Still, one of the largest remaining questions is whether, at some point, there will be a rush of foreclosures.
According to new analysis from real estate data firm Black Knight, the national mortgage delinquency rate has seen steady improvements since the onset of the pandemic. But about 2.1 million homeowners remained 90 or more days past due on their mortgages at the end of January — which is five times pre-pandemic levels.
At the current rate of improvement, 1.8 million mortgages would still be considered seriously delinquent at the end of June, Black Knight said. That is when foreclosure moratoriums on government-backed loans are set to expire, though the Biden Administration has also announced up to six months of mortgage payment forbearance after that.
Economists said they’re optimistic that the inventory-starved housing market could absorb some distressed properties, but that doesn’t lessen the impact for those homeowners going through tough times.
“How does this end for people at the low end, who haven’t had jobs, ... (their) payments have been delayed? It’s really unclear,” said Scott Brown, chief economist at Raymond James. “I think it’s going to be bumpy for a lot of households, but generally positive overall.”
Rachel Sartain Tenpenny, CEO and managing broker of Keller Williams Realty St. Petersburg, Gulf Beaches and Seminole, said that with prices rising as high as they are, homeowners who can no longer afford their payments likely have plenty of equity to avoid foreclosure.
“All they’d have to do is let their ego down and sell their home,” she said.
The lack of supply, combined with stricter lending requirements than pre-Great Recession days, have shored up the market, Sartain added.

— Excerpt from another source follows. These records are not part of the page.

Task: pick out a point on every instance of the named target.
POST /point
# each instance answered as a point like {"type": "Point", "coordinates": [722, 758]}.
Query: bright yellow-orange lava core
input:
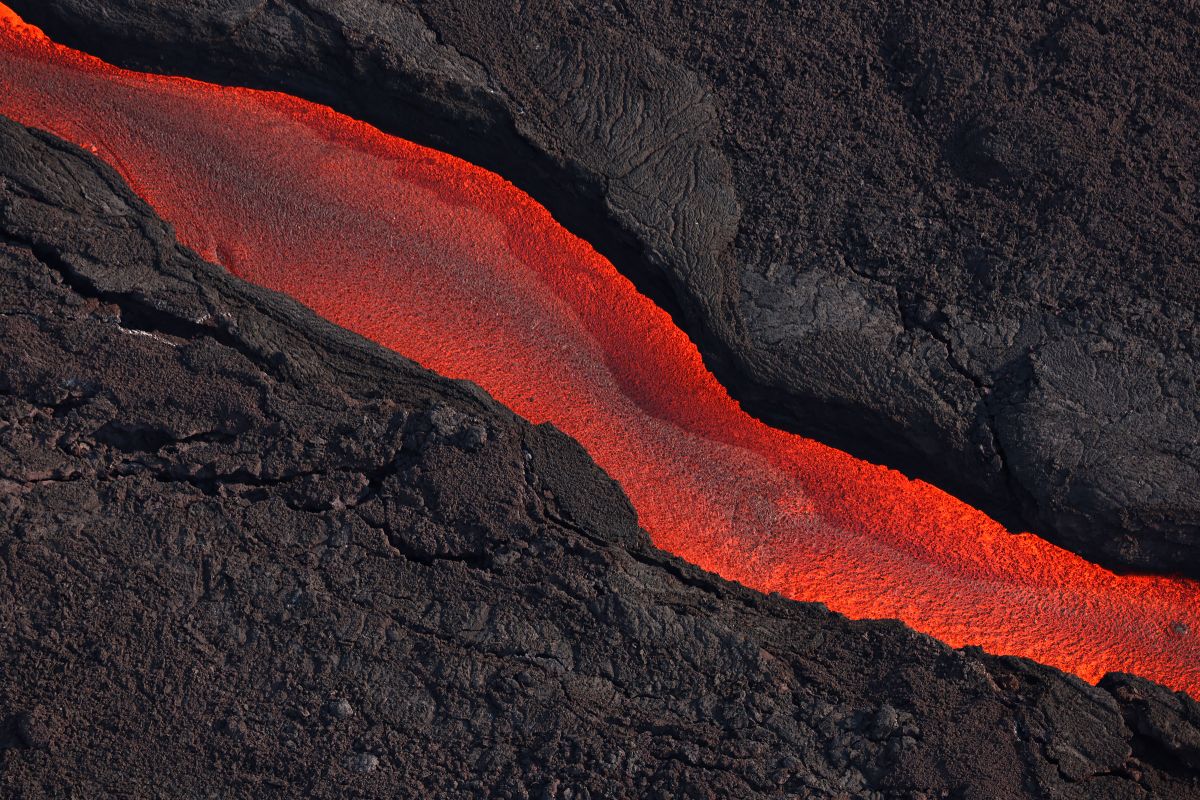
{"type": "Point", "coordinates": [455, 268]}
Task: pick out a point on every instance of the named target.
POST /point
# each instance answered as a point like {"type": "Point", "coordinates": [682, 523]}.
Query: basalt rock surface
{"type": "Point", "coordinates": [245, 552]}
{"type": "Point", "coordinates": [957, 238]}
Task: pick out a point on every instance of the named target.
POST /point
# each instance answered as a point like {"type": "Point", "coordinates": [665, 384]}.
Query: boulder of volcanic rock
{"type": "Point", "coordinates": [244, 552]}
{"type": "Point", "coordinates": [958, 239]}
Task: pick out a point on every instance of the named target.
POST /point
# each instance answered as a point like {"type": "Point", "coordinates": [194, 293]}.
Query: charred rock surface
{"type": "Point", "coordinates": [244, 551]}
{"type": "Point", "coordinates": [954, 238]}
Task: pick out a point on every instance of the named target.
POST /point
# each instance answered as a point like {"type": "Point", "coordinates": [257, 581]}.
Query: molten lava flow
{"type": "Point", "coordinates": [457, 269]}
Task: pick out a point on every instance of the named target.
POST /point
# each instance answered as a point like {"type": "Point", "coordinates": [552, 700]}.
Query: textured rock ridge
{"type": "Point", "coordinates": [952, 238]}
{"type": "Point", "coordinates": [245, 552]}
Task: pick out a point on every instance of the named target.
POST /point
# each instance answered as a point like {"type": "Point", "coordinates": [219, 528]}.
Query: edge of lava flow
{"type": "Point", "coordinates": [455, 268]}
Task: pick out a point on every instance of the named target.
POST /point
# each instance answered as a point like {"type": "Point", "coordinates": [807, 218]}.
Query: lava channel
{"type": "Point", "coordinates": [455, 268]}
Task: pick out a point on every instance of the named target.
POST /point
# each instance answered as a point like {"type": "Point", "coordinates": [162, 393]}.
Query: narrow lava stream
{"type": "Point", "coordinates": [455, 268]}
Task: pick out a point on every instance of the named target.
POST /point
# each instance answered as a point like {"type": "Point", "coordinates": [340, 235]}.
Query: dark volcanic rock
{"type": "Point", "coordinates": [244, 551]}
{"type": "Point", "coordinates": [957, 238]}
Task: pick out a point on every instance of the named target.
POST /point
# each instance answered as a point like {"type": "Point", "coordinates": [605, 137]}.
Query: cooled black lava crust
{"type": "Point", "coordinates": [246, 553]}
{"type": "Point", "coordinates": [958, 238]}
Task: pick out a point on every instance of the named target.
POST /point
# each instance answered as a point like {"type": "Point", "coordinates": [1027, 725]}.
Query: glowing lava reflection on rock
{"type": "Point", "coordinates": [459, 270]}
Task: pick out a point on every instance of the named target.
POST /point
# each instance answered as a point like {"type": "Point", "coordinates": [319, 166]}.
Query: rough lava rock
{"type": "Point", "coordinates": [245, 552]}
{"type": "Point", "coordinates": [957, 238]}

“There’s still a lot of protections that are going to prevent us in the short term from seeing anything like we saw 12 years ago,” she said.

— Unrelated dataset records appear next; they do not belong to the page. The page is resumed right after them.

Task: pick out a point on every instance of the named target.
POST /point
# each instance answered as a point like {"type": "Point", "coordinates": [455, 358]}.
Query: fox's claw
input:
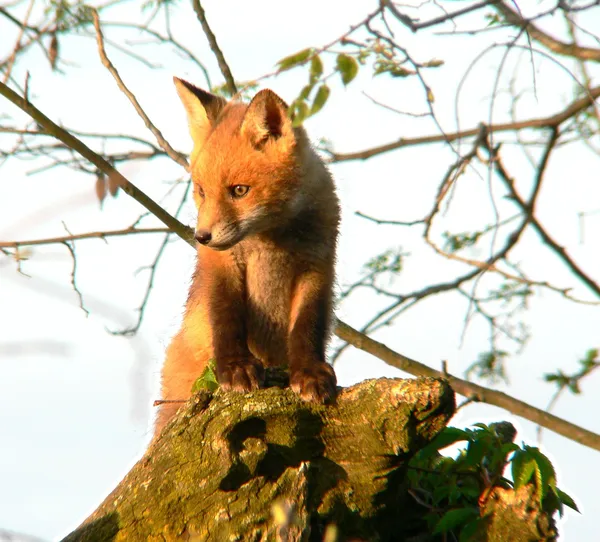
{"type": "Point", "coordinates": [241, 376]}
{"type": "Point", "coordinates": [315, 383]}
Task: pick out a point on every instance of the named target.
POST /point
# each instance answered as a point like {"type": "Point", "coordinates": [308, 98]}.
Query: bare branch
{"type": "Point", "coordinates": [528, 209]}
{"type": "Point", "coordinates": [554, 44]}
{"type": "Point", "coordinates": [544, 122]}
{"type": "Point", "coordinates": [469, 389]}
{"type": "Point", "coordinates": [164, 144]}
{"type": "Point", "coordinates": [76, 237]}
{"type": "Point", "coordinates": [407, 21]}
{"type": "Point", "coordinates": [214, 46]}
{"type": "Point", "coordinates": [71, 249]}
{"type": "Point", "coordinates": [77, 145]}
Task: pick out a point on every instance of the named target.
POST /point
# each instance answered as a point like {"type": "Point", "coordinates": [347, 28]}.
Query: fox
{"type": "Point", "coordinates": [268, 220]}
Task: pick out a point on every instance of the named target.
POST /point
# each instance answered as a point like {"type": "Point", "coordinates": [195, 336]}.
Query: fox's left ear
{"type": "Point", "coordinates": [266, 119]}
{"type": "Point", "coordinates": [202, 108]}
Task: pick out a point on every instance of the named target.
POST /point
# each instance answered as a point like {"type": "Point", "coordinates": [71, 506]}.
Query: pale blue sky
{"type": "Point", "coordinates": [75, 409]}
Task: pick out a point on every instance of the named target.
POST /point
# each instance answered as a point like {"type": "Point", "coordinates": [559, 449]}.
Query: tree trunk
{"type": "Point", "coordinates": [268, 466]}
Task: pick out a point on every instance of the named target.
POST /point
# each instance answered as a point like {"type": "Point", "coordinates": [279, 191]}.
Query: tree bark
{"type": "Point", "coordinates": [268, 466]}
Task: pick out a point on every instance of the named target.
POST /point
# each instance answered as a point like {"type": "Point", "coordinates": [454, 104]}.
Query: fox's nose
{"type": "Point", "coordinates": [203, 237]}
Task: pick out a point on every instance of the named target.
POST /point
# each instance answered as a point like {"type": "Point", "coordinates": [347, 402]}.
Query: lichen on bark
{"type": "Point", "coordinates": [268, 466]}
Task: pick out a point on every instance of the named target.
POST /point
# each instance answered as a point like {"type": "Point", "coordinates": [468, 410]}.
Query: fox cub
{"type": "Point", "coordinates": [267, 229]}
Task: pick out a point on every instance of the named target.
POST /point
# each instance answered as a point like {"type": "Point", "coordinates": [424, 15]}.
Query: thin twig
{"type": "Point", "coordinates": [77, 145]}
{"type": "Point", "coordinates": [544, 122]}
{"type": "Point", "coordinates": [214, 46]}
{"type": "Point", "coordinates": [469, 389]}
{"type": "Point", "coordinates": [164, 144]}
{"type": "Point", "coordinates": [76, 237]}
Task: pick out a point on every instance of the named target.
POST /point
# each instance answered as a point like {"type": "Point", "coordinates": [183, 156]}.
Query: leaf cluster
{"type": "Point", "coordinates": [455, 490]}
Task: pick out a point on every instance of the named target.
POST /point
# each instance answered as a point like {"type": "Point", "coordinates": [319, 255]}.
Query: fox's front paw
{"type": "Point", "coordinates": [242, 375]}
{"type": "Point", "coordinates": [315, 383]}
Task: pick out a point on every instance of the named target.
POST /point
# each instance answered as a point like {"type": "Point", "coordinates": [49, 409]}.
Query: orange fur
{"type": "Point", "coordinates": [267, 229]}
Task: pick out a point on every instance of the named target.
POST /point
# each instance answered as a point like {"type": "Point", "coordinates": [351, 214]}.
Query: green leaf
{"type": "Point", "coordinates": [294, 60]}
{"type": "Point", "coordinates": [475, 452]}
{"type": "Point", "coordinates": [544, 471]}
{"type": "Point", "coordinates": [522, 466]}
{"type": "Point", "coordinates": [320, 99]}
{"type": "Point", "coordinates": [448, 436]}
{"type": "Point", "coordinates": [298, 111]}
{"type": "Point", "coordinates": [469, 531]}
{"type": "Point", "coordinates": [208, 379]}
{"type": "Point", "coordinates": [347, 66]}
{"type": "Point", "coordinates": [434, 63]}
{"type": "Point", "coordinates": [316, 69]}
{"type": "Point", "coordinates": [566, 500]}
{"type": "Point", "coordinates": [454, 518]}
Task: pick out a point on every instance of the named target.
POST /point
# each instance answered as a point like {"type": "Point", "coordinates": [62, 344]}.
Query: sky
{"type": "Point", "coordinates": [75, 400]}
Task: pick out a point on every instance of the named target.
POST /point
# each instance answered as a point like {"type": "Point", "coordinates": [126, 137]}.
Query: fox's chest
{"type": "Point", "coordinates": [269, 289]}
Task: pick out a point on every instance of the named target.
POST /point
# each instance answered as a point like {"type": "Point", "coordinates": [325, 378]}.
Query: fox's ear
{"type": "Point", "coordinates": [266, 118]}
{"type": "Point", "coordinates": [202, 108]}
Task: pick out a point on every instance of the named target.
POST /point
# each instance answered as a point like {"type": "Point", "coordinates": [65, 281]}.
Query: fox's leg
{"type": "Point", "coordinates": [185, 359]}
{"type": "Point", "coordinates": [237, 368]}
{"type": "Point", "coordinates": [311, 377]}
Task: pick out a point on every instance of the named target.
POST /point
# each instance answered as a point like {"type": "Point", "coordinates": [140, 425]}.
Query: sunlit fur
{"type": "Point", "coordinates": [262, 288]}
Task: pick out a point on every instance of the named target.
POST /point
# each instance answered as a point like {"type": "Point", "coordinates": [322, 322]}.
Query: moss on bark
{"type": "Point", "coordinates": [267, 466]}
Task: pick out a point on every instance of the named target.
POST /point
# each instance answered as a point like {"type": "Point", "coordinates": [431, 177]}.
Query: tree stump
{"type": "Point", "coordinates": [268, 466]}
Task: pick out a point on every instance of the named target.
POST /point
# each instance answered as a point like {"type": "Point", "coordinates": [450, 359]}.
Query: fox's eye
{"type": "Point", "coordinates": [239, 190]}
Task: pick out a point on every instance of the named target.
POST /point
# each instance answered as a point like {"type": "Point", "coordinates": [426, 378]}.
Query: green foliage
{"type": "Point", "coordinates": [347, 67]}
{"type": "Point", "coordinates": [68, 15]}
{"type": "Point", "coordinates": [208, 378]}
{"type": "Point", "coordinates": [297, 59]}
{"type": "Point", "coordinates": [489, 365]}
{"type": "Point", "coordinates": [320, 99]}
{"type": "Point", "coordinates": [455, 242]}
{"type": "Point", "coordinates": [246, 89]}
{"type": "Point", "coordinates": [455, 490]}
{"type": "Point", "coordinates": [509, 290]}
{"type": "Point", "coordinates": [391, 260]}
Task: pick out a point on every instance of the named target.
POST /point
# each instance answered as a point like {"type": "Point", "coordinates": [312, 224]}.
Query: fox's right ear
{"type": "Point", "coordinates": [202, 108]}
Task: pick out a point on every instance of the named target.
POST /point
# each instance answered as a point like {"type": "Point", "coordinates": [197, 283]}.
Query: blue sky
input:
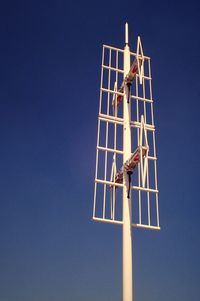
{"type": "Point", "coordinates": [50, 56]}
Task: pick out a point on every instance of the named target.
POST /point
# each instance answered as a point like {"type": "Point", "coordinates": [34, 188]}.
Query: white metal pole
{"type": "Point", "coordinates": [127, 289]}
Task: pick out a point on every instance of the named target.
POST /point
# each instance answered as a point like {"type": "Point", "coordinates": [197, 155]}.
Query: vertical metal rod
{"type": "Point", "coordinates": [127, 218]}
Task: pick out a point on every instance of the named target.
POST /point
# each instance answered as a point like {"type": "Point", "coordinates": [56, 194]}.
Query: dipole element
{"type": "Point", "coordinates": [127, 290]}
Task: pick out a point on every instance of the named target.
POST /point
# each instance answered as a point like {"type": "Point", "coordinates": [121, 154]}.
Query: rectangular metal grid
{"type": "Point", "coordinates": [109, 154]}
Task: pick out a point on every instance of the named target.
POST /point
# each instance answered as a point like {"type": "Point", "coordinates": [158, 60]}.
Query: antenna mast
{"type": "Point", "coordinates": [127, 212]}
{"type": "Point", "coordinates": [125, 112]}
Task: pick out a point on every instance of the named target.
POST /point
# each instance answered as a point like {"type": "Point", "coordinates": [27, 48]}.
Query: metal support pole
{"type": "Point", "coordinates": [127, 290]}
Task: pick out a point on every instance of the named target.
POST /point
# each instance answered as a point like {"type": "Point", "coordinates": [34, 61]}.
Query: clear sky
{"type": "Point", "coordinates": [50, 56]}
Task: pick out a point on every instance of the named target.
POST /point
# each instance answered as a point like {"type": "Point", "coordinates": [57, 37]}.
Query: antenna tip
{"type": "Point", "coordinates": [126, 33]}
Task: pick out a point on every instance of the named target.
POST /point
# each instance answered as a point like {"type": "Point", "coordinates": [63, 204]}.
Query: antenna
{"type": "Point", "coordinates": [126, 190]}
{"type": "Point", "coordinates": [126, 33]}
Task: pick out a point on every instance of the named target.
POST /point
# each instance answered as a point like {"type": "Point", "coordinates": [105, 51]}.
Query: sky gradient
{"type": "Point", "coordinates": [50, 250]}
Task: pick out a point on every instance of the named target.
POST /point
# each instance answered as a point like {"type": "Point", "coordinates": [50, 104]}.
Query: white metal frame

So when will the breakneck price increases slow down? And could prices decrease?
That could depend on external factors, such as how drastically the economy bounces back following the wide distribution of the coronavirus vaccines. Additionally, if vaccine distribution causes a big rebound in consumer spending, that could cause interest rates to quickly tick back up, which would significantly affect the housing market, Kiefer said.

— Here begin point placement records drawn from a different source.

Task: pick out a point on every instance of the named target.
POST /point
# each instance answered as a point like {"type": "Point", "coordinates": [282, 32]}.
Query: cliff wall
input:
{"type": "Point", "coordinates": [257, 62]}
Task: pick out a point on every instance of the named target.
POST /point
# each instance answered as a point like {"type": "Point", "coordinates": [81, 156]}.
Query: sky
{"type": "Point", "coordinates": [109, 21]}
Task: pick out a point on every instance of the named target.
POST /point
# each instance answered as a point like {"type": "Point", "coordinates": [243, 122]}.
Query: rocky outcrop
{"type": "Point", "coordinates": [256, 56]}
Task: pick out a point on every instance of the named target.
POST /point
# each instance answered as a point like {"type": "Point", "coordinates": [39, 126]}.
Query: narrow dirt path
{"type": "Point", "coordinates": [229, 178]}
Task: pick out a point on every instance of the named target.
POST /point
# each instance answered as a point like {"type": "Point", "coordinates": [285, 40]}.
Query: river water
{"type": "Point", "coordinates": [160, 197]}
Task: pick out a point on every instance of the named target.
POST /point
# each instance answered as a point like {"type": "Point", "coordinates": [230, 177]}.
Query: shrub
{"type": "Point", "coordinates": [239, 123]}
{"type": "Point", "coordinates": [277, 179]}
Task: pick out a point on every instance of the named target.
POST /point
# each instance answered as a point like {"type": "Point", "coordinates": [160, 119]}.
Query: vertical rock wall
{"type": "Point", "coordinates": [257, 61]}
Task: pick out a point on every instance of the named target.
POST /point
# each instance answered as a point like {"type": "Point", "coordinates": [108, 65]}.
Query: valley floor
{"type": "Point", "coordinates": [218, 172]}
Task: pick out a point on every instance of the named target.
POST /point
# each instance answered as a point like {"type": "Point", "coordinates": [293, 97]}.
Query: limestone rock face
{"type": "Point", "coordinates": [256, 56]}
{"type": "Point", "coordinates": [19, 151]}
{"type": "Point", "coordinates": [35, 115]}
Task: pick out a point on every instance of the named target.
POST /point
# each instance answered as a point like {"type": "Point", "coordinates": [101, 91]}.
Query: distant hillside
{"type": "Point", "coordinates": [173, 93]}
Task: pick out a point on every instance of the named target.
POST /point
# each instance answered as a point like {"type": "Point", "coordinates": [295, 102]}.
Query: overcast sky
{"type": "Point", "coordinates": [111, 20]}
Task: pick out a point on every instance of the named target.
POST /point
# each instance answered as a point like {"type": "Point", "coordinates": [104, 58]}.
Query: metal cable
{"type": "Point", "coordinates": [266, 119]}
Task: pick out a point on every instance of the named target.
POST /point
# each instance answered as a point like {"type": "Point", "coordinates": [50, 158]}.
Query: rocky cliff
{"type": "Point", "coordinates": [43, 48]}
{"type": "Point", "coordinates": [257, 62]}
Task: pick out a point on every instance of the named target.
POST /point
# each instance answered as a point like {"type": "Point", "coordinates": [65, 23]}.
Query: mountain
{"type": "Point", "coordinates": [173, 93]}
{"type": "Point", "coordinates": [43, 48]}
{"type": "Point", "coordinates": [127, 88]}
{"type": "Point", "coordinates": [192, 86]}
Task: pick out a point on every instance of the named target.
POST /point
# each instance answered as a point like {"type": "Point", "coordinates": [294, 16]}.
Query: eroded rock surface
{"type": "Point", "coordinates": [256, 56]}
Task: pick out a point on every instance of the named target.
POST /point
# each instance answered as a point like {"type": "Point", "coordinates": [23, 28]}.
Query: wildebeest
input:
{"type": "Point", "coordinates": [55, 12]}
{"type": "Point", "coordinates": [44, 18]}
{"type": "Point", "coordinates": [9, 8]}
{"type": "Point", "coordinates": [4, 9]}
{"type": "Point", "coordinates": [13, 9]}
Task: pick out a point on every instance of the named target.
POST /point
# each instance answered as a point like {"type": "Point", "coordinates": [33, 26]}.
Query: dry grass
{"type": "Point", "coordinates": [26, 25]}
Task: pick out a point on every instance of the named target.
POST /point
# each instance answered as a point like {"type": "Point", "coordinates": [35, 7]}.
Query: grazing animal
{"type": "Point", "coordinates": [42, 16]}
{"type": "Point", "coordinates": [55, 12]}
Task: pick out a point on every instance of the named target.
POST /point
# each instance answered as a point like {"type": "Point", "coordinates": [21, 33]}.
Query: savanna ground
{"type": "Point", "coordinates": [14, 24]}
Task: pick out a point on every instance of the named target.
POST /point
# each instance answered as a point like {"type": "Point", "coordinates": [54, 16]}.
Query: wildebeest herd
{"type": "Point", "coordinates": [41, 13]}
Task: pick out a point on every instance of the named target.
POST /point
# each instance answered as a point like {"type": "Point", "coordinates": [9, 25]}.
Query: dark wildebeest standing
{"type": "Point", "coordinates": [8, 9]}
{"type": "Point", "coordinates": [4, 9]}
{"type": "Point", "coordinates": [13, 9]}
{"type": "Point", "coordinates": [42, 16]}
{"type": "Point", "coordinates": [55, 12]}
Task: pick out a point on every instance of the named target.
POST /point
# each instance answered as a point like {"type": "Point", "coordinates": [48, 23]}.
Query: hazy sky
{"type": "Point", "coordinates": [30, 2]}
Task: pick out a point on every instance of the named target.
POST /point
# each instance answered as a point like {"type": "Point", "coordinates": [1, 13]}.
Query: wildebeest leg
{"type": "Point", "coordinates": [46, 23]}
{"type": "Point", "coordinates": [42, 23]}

For now, though, the inventory shortage remains a key concern, especially for Florida, where lots of out-of-state residents have been moving during the pandemic.
“Unfortunately, looking at the math ... even with the increases in construction, we’re still running below just what we need to tread water,” Kiefer said, noting that the construction slowdown post-Great Recession is a major culprit for today’s shortages. “I anticipate pressure to be even higher in 2021 than 2020.”
Ann Rogers, a St. Petersburg broker associate at Foresite Residential Real Estate, is one Realtor who remained skeptical of the market’s boom for the past six months. Until recently, she felt uneasy similarities between the current real estate environment and 2006, when she watched people stand in line to buy condos that hadn’t even been constructed yet.
But in the past few weeks, with so little inventory to sell, she said calls from buyers have slowed down — because there’s so little to show them.
“I have a buyer willing to buy up to $1.2 million, but we can’t find anything,” she said. “There just aren’t any properties coming up new from $500,000 to $1.2 million.”
She’s advising some of her buyers — especially those looking for homes under $400,000 — to wait, in case distressed properties do emerge later in the year.
“I think there will be a noticeable shift ... but there’s also plenty of investors willing to scarf them up,” she said. “So that’s the question: How long will they be on the market?”